W programie lekowym dla raka piersi, mimo że należy on do najbardziej rozbudowanych, brakuje nowoczesnego leku dla chorych najgorzej rokujących. Już w lipcu 2024 r. trastuzumab derukstekan otrzymał pozytywną rekomendację prezesa Agencji Oceny Technologii Medycznych i Taryfikacji, który uznał za zasadne objęcie tego leku refundacją. Zgodnie z europejskimi (ESMO 2023), jak i światowymi (NCCN 2023) wytycznymi klinicznymi terapia tym koniugatem stanowi preferowaną opcję leczenia pacjentek z rakiem piersi z niską ekspresją HER2, w przypadku niepowodzenia wcześniejszego leczenia systemowego. Trastuzumab derukstekan refundowany jest w kilkunastu krajach Unii Europejskiej, m.in. w Rumunii, Bułgarii i Czechach.
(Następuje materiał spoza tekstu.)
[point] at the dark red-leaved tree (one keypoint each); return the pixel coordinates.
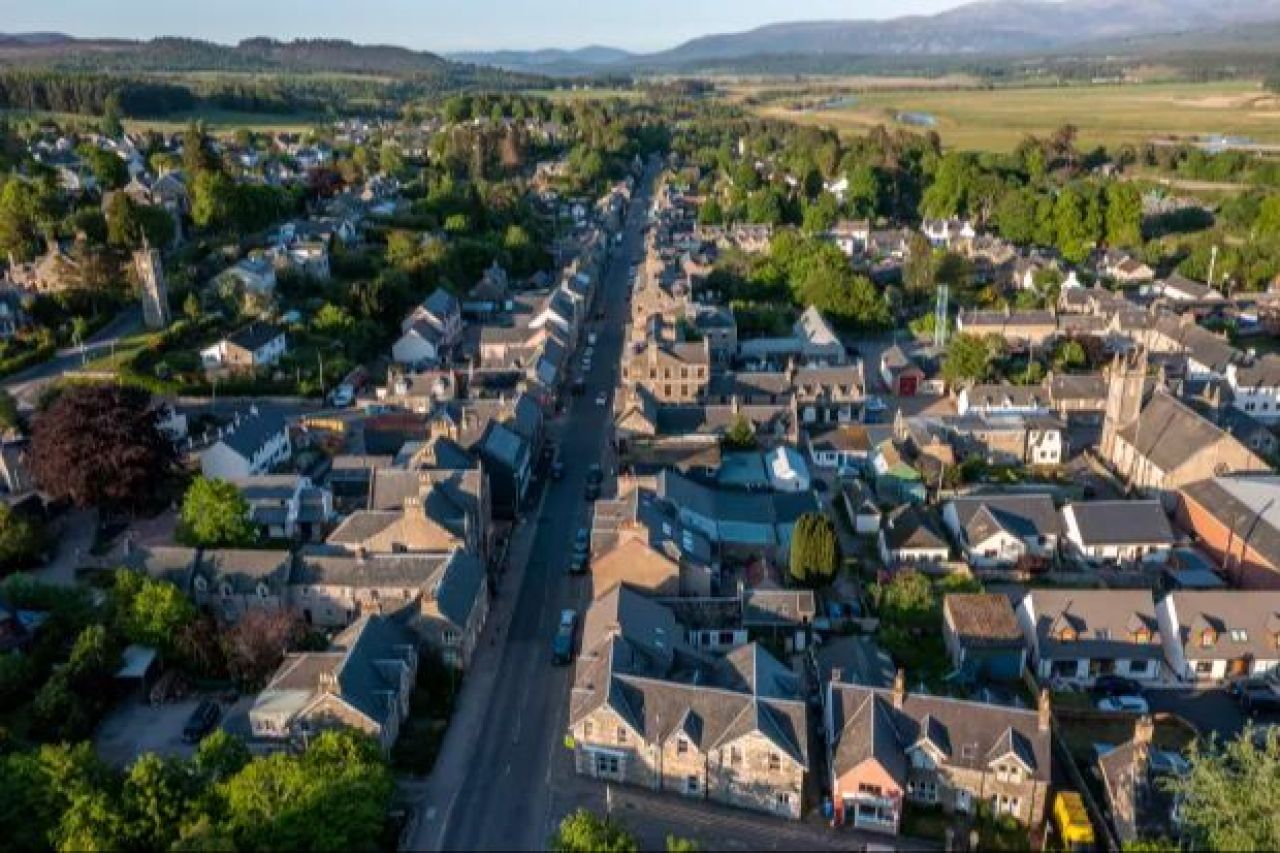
(256, 644)
(100, 445)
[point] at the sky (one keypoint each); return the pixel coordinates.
(439, 24)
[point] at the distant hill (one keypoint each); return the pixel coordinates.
(54, 50)
(988, 27)
(553, 60)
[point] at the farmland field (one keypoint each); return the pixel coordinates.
(1105, 114)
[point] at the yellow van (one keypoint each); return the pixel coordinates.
(1073, 821)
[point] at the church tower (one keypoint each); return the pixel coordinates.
(1127, 379)
(155, 295)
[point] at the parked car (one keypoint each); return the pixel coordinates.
(1265, 698)
(1124, 705)
(342, 396)
(1115, 685)
(562, 646)
(201, 721)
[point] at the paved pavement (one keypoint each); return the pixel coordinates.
(27, 384)
(503, 757)
(1211, 711)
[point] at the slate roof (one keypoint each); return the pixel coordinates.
(254, 433)
(969, 734)
(172, 564)
(982, 619)
(255, 336)
(1102, 621)
(636, 662)
(909, 528)
(245, 569)
(856, 658)
(1102, 523)
(1244, 502)
(329, 566)
(442, 304)
(460, 583)
(366, 660)
(1020, 515)
(784, 607)
(1169, 433)
(1246, 623)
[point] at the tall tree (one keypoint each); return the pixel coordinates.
(814, 548)
(101, 445)
(22, 541)
(1228, 797)
(215, 515)
(584, 831)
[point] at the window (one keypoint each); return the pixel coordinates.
(608, 765)
(1008, 804)
(923, 790)
(1008, 772)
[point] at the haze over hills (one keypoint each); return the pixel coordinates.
(64, 51)
(986, 27)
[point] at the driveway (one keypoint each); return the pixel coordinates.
(1210, 710)
(135, 728)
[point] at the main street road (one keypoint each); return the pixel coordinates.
(503, 799)
(27, 384)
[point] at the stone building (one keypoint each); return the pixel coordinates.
(650, 710)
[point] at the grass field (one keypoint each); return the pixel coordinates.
(997, 119)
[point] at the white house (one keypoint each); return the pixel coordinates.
(786, 469)
(1211, 637)
(1118, 532)
(257, 345)
(442, 311)
(945, 232)
(256, 276)
(420, 343)
(1256, 388)
(251, 446)
(1002, 398)
(912, 538)
(997, 530)
(1079, 634)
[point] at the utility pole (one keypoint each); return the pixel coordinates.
(940, 318)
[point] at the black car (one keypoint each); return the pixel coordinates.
(1265, 698)
(1115, 685)
(201, 721)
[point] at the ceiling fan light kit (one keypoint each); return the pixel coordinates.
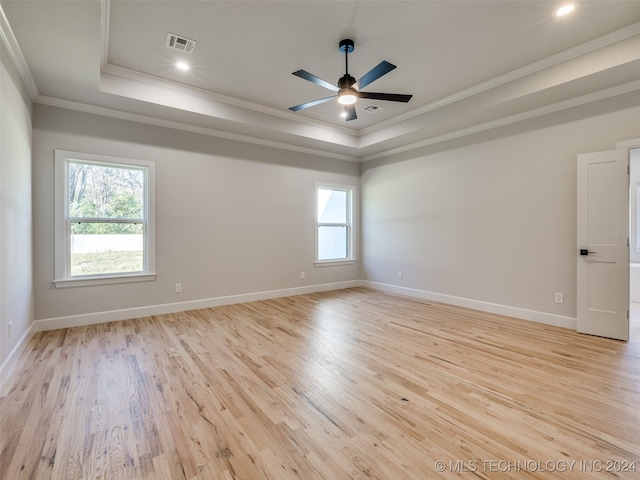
(348, 89)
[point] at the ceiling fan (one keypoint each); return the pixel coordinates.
(348, 89)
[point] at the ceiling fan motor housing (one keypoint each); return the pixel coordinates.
(346, 46)
(346, 81)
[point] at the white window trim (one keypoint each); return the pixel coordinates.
(62, 278)
(352, 259)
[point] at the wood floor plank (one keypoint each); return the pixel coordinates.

„Dla innych chorych na raka piersi są dostępne terapie celowane, a dla tej grupy nie ma. Gdzie tu sprawiedliwość? Spotykam się z tymi pacjentkami i trudno jest im to wytłumaczyć. Wierzę, że Ministerstwo Zdrowia nie będzie długo zwlekać z dobrą decyzją dla nas. Jeśli medycyna daje nam możliwości wydłużenia życia, to chcemy z nich korzystać. Każda chora na raka piersi niezależnie od etapu zaawansowania zasługuje na równy, możliwie najlepszy dostęp do leczenia” – podkreśla Justyna Dec.